Mailing List Archive: lucene 4.10.4 punctuation

lucene 4.10.4 punctuation

Aug 25, 2021, 9:33 AM

Post #1 of 4 (414 views)

Hello
i m part of a team that maintain
http://exist-db.org/exist/apps/homepage/index.html
its an Open Source XML database
and we use lucene 4.10.4
i m trying to introduce punctuation in search feature
is there an analyzer that provides that or a way to do it in 4.10.4 API

thanks Younes

RE: lucene 4.10.4 punctuation [ In reply to ]

uwe at thetaphi

Aug 25, 2021, 9:43 AM

Post #2 of 4 (414 views)

Permalink

Hi,

you should explain to use what you exactly want to do: How do you want to search, how do your documents look like?
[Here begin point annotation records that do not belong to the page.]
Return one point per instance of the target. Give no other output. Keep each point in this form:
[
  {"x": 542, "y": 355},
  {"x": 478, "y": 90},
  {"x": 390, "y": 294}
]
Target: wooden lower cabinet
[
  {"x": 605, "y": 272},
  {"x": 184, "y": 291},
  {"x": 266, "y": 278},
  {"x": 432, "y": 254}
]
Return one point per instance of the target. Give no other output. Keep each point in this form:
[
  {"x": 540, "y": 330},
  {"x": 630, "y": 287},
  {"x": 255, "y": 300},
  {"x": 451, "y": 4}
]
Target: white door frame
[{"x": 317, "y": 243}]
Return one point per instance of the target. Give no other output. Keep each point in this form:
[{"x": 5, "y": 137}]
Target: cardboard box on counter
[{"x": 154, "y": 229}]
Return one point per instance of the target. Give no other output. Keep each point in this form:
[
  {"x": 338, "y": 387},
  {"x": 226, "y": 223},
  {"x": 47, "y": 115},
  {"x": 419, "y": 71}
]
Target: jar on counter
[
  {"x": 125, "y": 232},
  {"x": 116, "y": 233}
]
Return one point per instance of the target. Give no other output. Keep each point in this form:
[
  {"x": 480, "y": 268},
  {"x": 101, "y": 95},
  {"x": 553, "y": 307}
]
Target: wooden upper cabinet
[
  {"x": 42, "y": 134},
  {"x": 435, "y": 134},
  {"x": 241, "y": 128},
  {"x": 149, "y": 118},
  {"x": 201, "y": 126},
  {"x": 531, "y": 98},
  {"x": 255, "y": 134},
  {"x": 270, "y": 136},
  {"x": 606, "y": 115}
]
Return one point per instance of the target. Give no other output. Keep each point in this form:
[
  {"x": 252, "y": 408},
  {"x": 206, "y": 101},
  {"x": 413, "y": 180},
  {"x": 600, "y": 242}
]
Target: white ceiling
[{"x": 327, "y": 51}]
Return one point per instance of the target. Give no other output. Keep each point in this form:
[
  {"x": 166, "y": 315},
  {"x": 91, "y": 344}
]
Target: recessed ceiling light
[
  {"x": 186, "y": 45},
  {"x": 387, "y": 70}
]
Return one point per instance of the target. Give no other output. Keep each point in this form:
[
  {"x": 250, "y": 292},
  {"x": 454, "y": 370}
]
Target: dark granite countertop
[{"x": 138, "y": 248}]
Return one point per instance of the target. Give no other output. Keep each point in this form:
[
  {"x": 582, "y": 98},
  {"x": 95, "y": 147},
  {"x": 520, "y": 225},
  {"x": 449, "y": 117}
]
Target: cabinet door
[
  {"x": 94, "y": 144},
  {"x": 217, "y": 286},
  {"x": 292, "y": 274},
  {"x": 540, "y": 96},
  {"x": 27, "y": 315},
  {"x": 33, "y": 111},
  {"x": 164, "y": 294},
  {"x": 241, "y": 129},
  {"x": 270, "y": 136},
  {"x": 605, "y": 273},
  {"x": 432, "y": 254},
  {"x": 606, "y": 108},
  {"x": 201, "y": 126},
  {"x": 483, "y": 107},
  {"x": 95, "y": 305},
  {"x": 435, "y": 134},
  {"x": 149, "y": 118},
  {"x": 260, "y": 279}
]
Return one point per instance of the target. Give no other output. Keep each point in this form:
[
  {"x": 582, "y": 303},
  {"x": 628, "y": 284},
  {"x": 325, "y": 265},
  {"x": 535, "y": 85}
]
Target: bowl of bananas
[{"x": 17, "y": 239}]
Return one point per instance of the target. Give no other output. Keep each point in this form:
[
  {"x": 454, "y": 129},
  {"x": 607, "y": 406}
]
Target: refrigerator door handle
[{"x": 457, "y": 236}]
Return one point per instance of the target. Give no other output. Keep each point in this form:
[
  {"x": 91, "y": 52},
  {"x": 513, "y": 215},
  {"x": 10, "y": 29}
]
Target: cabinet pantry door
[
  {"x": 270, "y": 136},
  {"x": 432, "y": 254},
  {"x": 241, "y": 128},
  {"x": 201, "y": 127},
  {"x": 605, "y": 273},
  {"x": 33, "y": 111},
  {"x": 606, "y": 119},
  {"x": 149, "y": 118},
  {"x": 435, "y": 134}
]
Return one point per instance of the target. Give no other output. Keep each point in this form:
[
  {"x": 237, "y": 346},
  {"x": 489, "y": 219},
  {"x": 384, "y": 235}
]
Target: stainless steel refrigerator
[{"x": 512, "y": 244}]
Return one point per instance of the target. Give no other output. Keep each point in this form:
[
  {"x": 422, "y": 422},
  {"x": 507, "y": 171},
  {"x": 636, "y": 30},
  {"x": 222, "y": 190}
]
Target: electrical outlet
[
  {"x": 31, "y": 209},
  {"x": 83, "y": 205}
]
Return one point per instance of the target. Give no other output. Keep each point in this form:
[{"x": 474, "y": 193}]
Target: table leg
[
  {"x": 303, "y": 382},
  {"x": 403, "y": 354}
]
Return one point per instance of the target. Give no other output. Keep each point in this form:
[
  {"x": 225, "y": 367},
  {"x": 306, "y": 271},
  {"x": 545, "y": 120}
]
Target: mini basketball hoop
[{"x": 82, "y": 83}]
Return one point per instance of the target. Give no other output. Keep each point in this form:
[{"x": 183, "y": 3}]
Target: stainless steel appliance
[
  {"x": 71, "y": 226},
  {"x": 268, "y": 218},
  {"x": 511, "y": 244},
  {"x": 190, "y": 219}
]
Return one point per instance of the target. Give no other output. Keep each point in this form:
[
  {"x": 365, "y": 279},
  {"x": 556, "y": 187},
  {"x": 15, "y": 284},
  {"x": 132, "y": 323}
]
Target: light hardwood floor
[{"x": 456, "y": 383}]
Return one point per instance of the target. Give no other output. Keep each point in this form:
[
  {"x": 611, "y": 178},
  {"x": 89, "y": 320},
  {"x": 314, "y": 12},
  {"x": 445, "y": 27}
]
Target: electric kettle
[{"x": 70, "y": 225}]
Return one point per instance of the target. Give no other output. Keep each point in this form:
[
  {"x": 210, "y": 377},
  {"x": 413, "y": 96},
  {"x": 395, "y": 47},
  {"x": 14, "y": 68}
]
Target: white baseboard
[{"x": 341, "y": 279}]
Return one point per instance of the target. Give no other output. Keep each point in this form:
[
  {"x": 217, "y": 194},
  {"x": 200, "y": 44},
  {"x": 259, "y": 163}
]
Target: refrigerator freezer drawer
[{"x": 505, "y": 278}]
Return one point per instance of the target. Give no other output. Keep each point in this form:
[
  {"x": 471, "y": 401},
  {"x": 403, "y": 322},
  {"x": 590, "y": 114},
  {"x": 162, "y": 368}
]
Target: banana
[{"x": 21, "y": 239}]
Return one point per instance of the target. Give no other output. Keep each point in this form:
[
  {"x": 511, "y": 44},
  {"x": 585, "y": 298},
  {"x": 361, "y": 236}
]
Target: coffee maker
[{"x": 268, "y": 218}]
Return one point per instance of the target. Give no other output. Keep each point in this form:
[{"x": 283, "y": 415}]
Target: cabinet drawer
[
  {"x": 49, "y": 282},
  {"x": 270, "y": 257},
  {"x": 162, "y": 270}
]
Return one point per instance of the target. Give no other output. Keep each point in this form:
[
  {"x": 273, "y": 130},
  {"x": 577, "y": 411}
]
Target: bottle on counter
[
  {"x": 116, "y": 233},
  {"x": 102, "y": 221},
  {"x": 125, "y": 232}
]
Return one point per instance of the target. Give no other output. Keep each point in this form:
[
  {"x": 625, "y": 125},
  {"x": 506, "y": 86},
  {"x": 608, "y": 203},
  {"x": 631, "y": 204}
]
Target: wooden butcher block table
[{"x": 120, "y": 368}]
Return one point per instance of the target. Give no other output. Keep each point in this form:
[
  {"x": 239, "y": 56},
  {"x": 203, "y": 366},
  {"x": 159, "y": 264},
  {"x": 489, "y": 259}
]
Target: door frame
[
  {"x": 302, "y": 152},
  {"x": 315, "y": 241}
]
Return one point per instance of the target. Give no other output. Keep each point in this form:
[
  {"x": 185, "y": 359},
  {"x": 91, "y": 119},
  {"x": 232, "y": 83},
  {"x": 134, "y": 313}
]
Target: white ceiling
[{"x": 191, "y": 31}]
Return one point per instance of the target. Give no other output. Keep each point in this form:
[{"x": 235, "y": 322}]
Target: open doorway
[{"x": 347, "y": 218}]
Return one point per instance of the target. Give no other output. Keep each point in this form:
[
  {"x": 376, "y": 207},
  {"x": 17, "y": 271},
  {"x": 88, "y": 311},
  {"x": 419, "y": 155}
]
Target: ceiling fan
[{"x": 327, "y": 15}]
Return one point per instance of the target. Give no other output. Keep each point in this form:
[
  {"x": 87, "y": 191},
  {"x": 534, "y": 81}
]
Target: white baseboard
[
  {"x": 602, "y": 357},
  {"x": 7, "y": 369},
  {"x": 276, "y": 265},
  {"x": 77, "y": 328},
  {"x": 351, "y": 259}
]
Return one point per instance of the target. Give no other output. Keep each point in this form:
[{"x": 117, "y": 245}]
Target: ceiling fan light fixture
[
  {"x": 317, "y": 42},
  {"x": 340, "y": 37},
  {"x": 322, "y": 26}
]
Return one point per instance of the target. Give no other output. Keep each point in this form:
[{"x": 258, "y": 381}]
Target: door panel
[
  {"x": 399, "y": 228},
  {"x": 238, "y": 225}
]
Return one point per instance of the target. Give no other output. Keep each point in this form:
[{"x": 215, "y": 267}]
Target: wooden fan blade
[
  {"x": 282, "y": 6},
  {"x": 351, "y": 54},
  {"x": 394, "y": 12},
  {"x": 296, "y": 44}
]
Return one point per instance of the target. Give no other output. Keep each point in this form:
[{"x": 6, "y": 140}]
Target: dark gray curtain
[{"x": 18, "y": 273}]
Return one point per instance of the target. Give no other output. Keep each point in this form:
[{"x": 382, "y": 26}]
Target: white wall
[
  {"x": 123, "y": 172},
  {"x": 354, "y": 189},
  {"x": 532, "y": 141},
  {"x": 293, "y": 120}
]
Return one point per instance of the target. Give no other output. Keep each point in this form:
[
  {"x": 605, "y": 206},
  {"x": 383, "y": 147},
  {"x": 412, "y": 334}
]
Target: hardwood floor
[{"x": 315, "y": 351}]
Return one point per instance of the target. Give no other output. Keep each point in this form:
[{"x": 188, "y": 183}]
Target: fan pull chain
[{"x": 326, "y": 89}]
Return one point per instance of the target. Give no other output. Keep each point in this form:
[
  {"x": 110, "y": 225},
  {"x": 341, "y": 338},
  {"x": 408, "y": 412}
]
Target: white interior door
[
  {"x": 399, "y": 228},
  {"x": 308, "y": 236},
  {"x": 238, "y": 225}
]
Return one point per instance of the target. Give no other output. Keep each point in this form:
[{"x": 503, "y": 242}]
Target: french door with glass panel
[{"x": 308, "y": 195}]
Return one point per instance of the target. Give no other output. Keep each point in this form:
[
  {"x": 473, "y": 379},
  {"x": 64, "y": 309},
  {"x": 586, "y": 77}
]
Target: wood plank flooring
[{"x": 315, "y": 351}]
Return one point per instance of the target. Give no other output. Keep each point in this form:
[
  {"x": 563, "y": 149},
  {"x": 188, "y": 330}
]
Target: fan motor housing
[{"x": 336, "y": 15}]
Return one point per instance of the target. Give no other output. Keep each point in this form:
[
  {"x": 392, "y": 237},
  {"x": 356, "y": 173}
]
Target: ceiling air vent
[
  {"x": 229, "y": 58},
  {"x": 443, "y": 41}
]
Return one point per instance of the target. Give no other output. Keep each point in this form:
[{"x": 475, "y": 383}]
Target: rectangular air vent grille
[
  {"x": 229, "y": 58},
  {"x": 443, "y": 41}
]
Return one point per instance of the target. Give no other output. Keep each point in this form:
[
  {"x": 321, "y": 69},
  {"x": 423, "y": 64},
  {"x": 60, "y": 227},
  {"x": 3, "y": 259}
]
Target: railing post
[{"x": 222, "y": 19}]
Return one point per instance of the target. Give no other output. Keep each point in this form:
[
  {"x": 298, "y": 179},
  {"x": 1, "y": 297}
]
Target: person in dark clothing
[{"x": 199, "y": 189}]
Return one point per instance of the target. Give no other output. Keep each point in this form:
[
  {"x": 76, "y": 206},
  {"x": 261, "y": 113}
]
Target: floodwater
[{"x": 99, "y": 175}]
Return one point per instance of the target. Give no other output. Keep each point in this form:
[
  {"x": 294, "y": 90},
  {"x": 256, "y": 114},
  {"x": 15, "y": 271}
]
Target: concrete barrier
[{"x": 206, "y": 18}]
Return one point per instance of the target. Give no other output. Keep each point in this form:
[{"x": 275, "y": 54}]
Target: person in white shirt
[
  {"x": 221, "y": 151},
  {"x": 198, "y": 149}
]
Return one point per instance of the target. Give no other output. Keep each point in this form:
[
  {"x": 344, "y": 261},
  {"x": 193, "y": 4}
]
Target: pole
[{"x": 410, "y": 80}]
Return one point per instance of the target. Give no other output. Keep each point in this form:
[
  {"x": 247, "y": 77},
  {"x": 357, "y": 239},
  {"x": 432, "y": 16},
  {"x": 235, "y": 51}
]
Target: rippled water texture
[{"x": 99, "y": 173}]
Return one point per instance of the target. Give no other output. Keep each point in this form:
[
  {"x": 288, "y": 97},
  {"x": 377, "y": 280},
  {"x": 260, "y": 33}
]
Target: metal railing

Why is it important to match on punctuation and how should this matching look like?

Uwe

-----
Uwe Schindler
Achterdiek 19, D-28357 Bremen
https://www.thetaphi.de
eMail: uwe@thetaphi.de

> -----Original Message-----
> From: Younes Bahloul <younes@evolvedbinary.com>
> Sent: Wednesday, August 25, 2021 6:34 PM
> To: java-user@lucene.apache.org
> Subject: lucene 4.10.4 punctuation
>
> Hello
> i m part of a team that maintain
> http://exist-db.org/exist/apps/homepage/index.html
> its an Open Source XML database
> and we use lucene 4.10.4
> i m trying to introduce punctuation in search feature
> is there an analyzer that provides that or a way to do it in 4.10.4 API
>
> thanks Younes

---------------------------------------------------------------------
To unsubscribe, e-mail: java-user-unsubscribe@lucene.apache.org
For additional commands, e-mail: java-user-help@lucene.apache.org

Re: lucene 4.10.4 punctuation [ In reply to ]

younes at evolvedbinary

Aug 26, 2021, 3:06 AM

Post #3 of 4 (414 views)

Permalink

Hi thanks for getting back to me so quickly
So to give some context, there are two things we would like to be able to
do:

1. We want to have the option to be able to search on terms that
include punctuation. So for example, if we have the two texts: "they
sent an S.O.S from", and "she wrote SOS, but she meant Soz", the user
may want to search for the acronym of 'Save our Souls', which would be
"S.O.S", and in this instance they only want to match the first text,
i.e. "they sent an S.O.S from", and not the second.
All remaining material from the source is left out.